I find it interesting to also point out however that a defence on the ground of reportage as a distinct type of the defence of qualified privilege is available in England provided that the information published is in the public interest and the requirement of responsable journalism is satisfied in not misinforming the public. To qualify as reportage, the thrust of the report as a whole must have the effect reporting of reporting not the truth of the statements but only the fact that they were made. Such a defence would be available in spite of the fact that no steps were taken to verity the accruracy of the statements reported since what was being reported was not the truth of the statements but the fact that they had been made. However, that protection will be lost if the auditor has embelished the report or adopted the truth of the statements or if he does not make the report in a fair; disinterested and neutral manner - vide Roberts v Gable (2008 2 WLR).
To come back to the instant case, the plaintiff will have to establish «faute» and only a prejudicial defamatory statement will be presumed to have been made with malice thus emounting to «faute». It is here apt to quote Lord Atkin in Sim v Stretch (1936 52 T.L. R. 669 at 671, HL) - "Judges and textbook writers alike have found difficulty in defining with precision the word 'defamatory' ." All cases are not alike and a single principle will not necessairily be appropriate in all the circumstances. Il will be for the adjudicator to decide whether the impugned words or extract in the context ot the publication was capable of conveying a defamatory meaning prejudicial to the plaintiff. It is evident that if «faute» is established, then it will be incumbent on the defendants to show that the criteria of responsible journalism were met and that the publication was made in good faith 'surgie d'un ensemble de faits justificatifs'.
Conclusion
(...) I find that there is no insult or defamation, no "fault" or negligence on the part of the defendants in respect of the impugned article in Document D. The author has been of good faith based on faits justificatifs, took the trouble to verify the facts and gave a balanced account of what was published.

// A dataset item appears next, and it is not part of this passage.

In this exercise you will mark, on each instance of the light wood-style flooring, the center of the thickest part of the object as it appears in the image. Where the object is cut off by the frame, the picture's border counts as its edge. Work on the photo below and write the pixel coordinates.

On the whole, I find that the impugned articles were written by a reporter who was experienced in that field in charge of the cooperative file. They were of factual nature when read as a whole and cannot be said to be sensational in tone, and were, at the time, strictly of great public concern. The plaintiff's response was sought before publication and the articles have been shown to find their justification in the evidence adduced.
The plaintiff has failed to prove his case under articles 1382 and 1383 of the Civil Code whereas in any case the defendants have amply estalished the public interest and their good faith "surgie d'un ensemble de faits justificatifs". See also Rogbeer v. Union of Employees of CWA 2001 SCJ 180) and Narrainen v. La Sentinelle Limitée & anor (2004 SCJ 116) where the defence of good faith "surgie d'un ensemble de faits justificatifs" was successfully raised.
The plaintiff's case is accordingly dismissed with costs.